Posted on February 27, 2010

2


oleh PID

Seorang mentee dadakan bernama Noel membuka wawasan saya tentang betapa kayanya kemungkinan karir seseorang di masa depan. Noel ini mahasiswa Teknik Informatika, tapi begitu saya minta sarannya tentang kegiatan apa yang tepat untuk Character Building 4 (yang temanya adalah pengabdian masyarakat), tanpa ragu dia menjawab, “penyuluhan tentang bercocok tanam yang baik untuk para petani”.

“Memang kamu bisa?” tanya saya.

“Ya, lumayanlah, Pak, tahu tentang hal itu,” jawabnya.

Lepas dari fakta bahwa jawabannya mengundang heran teman-temannya dan juga saya sendiri, sebenranya anak ini sedang mengatakan bahwa apa yang menanti seorang mahasiswa di ladang kehidupan selepas perguruan tinggi bisa saja tidak terkait sama sekali dengan bidang studi mayornya ketika masih kuliah.
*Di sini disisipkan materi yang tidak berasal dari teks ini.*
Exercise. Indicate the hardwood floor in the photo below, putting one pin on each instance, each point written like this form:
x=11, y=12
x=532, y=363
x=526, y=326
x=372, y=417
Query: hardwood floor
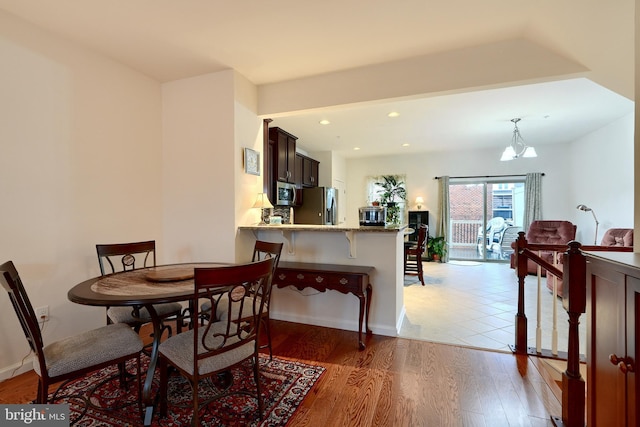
x=397, y=382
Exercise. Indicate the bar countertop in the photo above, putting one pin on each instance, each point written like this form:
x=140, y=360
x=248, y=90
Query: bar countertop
x=324, y=228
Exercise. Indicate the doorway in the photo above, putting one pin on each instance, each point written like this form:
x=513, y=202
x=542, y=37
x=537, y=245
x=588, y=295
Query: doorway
x=485, y=214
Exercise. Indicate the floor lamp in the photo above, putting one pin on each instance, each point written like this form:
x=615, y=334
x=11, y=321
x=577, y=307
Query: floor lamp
x=588, y=209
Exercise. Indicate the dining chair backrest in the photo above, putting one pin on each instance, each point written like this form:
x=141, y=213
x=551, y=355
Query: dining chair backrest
x=422, y=237
x=265, y=250
x=12, y=283
x=125, y=255
x=240, y=324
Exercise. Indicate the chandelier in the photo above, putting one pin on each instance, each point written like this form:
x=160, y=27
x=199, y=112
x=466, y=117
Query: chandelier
x=517, y=148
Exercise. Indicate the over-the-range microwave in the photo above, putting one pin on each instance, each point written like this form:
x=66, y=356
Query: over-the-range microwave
x=286, y=194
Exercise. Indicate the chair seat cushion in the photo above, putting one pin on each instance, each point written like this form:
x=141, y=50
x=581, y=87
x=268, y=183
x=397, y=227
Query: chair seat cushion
x=90, y=348
x=125, y=314
x=179, y=350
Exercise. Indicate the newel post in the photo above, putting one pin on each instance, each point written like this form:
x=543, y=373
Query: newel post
x=574, y=301
x=521, y=271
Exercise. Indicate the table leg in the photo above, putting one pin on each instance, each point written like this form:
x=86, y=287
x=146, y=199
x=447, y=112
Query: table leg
x=360, y=319
x=369, y=292
x=147, y=399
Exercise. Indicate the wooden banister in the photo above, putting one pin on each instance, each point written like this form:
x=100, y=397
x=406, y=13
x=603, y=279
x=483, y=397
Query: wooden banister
x=574, y=275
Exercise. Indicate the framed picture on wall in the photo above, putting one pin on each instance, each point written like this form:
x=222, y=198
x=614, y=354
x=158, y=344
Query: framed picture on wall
x=251, y=161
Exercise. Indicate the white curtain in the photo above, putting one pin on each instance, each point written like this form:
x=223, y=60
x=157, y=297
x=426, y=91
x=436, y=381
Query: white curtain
x=533, y=195
x=442, y=224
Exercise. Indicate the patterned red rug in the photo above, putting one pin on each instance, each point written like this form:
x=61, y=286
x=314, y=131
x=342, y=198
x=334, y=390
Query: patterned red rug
x=284, y=385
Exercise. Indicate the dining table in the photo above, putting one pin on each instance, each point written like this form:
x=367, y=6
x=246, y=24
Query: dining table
x=139, y=288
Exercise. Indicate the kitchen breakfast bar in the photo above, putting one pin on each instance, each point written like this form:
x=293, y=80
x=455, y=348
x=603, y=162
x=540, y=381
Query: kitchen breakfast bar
x=344, y=260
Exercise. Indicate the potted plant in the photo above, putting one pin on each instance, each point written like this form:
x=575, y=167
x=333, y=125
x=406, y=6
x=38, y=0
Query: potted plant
x=437, y=247
x=393, y=192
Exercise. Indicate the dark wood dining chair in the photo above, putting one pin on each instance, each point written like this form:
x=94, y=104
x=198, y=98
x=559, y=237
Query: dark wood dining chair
x=123, y=257
x=216, y=347
x=413, y=254
x=261, y=250
x=73, y=357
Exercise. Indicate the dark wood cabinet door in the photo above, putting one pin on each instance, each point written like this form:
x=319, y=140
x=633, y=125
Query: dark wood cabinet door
x=606, y=391
x=285, y=154
x=633, y=353
x=298, y=170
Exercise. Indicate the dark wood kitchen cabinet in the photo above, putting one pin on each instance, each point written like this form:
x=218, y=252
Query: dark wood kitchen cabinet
x=284, y=154
x=613, y=323
x=309, y=171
Kalau jeli, kita akan banyak mendengar dan membaca lulusan Teknik Kimia yang kemudian kondang menjadi pakar Sumber Daya Manusia, lulusan Manajemen yang berjaya menjadi trainer motivasi, lulusan institut keguruan yang berkiprah sebagai perajin seni dan karyanya terkenal di mata para turis asing, lulusan Akuntansi yang malah jadi terkenal ketika taman bacaannya dijadikan model pengembangan anak usia dini, dan lain sebagainya. Makanya, jangan hanya jualan Kompas untuk membiayai suatu kegiatan. Kalau Kompasnya kurang laris karena sudah banyak yang langganan, coba baca halaman paling belakangnya itu, akan banyak figur yang seperti itu.

Logika hidup memang tidak selalu linier dan ter-ramalkan (predictable): kuliah di jurusan Teknik Informatika, setelah lulus melamar jadi perancang web, lalu studi S2 di bidang yang sama, lalu naik jabatan jadi System Analyst, kerja terus sampai pensiun, setelah itu mati. Yang seperti ini juga ada. Tapi yang kemudian berkarya di lahan lain dan memanfaatkan talenta dan minatnya yang selama ini tersembunyi, menjadi besar dan terkenal disitu, juga banyak.

Intinya sederhana: ketika masih kuliah, sebaiknya tidak mengabaikan bakat dan talenta dan minat pribadi. Selama masih kuliah, jangan segan mengasah mutiara terpendam ini. Siapa tahu ketika Anda lulus dan belum mendapatkan pekerjaan, talenta inilah yang kemudian Anda gosok sampai mengkilap dan menarik perhatian dunia luar. Ketika mantan teman sekelas masih sibuk melamar pekerjaan di bidang yang selaras dengan ijazahnya, jangan-jangan Anda sudah menjadi wiraswastawan atau seniman kondang di bakat Anda itu.

Di Prodi Inggris saya sedikit banyak bisa membaui bakat-bakat seperti ini: Shavitri suka sekali menggambar dan membuat komik, Andrew ingin menjadi trainer di bidang motivasi dan spiritualitas, Vania berbakat dalam musik dan suka memasak. Siapa tahu, ketka lulus nanti mereka justru besar dan tumbuh di bidang-bidang tersebut.